Un negoziato per Brexit più complicato
Per Angela Merkel muterà probabilmente anche un po’ la prospettiva di azione: prima la politica interna, prima pensare a puntellare l’esecutivo e il governo, rendendo solida la possibile coalizione a tre teste Giamaica (così chiamata per i colori dei tre partiti che la dovrebbero comporre e che richiamano la bandiera della Giamaica) e solo dopo dedicarsi alle questioni europee. La principale di esse è certamente la Brexit. Angela Merkel non ha mai praticamente citato la cosa in campagna elettorale e certamente non sarà una sua priorità anche dopo. Tanto più che il 12% abbondante di Afd potrà anche essere in qualche modo contrastato con una minore morbidezza verso chi dall’Unione è uscito, come i britannici, a mostrare i rischi e le conseguenze reali economiche, per le tasche di tutti, della dipartita dall’Europa.

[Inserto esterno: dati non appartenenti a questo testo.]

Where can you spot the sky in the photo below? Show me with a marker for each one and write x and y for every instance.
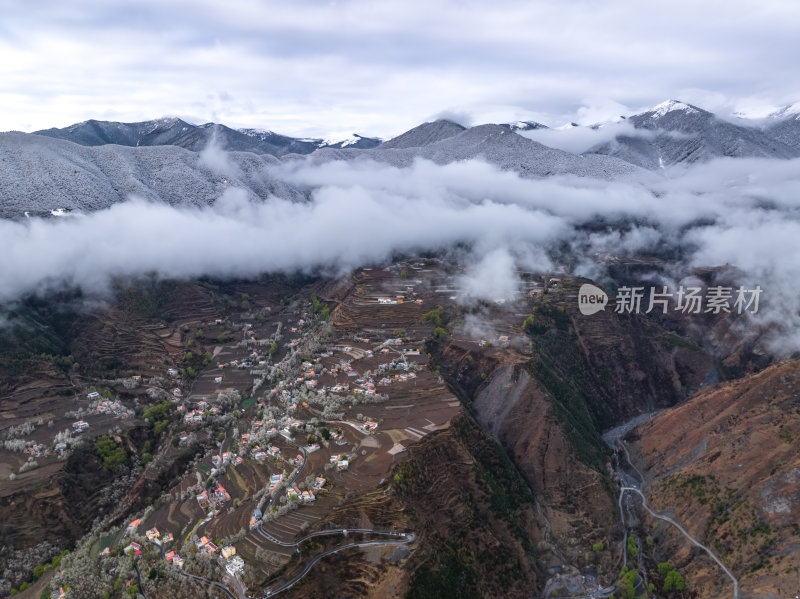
(310, 68)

Un’instabilità tedesca fa male all’Europa
Abbiamo parlato di una possibile, difficoltosa, soluzione a tre teste per il governo tedesco. Ma, come giustamente sottolineano molti commentatori tra cui quelli di Bloomberg, questo comporterà lunghe trattative e la probabilità di rimandare la nascita dell’esecutivo fino a Natale. Nel 2013 furono 86 i giorni necessari per arrivare ad un governo e molti temono che dovremo attendere anche di più a questo giro. In Germania una coalizione Cdu-liberali-verdi governa nello Schleswig-Holstein, lo stato settentrionale al confine con la Danimarca. Seppure con diffidenza alcuni politici verdi hanno già accennato a possibili proposte concrete per entrare al governo, come un piano passo passo per uscire dall’utilizzo del carbone.
Un’altra opzione, ancora più difficile, potrebbe essere la nascita di un governo di minoranza Cdu, cioè con soli ministri Cdu e i voti da cercare di volta in volta, per ogni provvedimento, tra socialisti, verdi, liberali. Quello che è certo è che l’instabilità del motore tedesco sarebbe critica per tutta l’Europa: farsi vedere più forte all’interno potrebbe anche significare dare maggiore ascolto a quei falchi della Cdu che apertamente criticano le politiche “troppo dispendiose” della Banca Centrale Europea di Mario Draghi, come il quantitative easing e che sono essenziali per la nostra tenuta economica.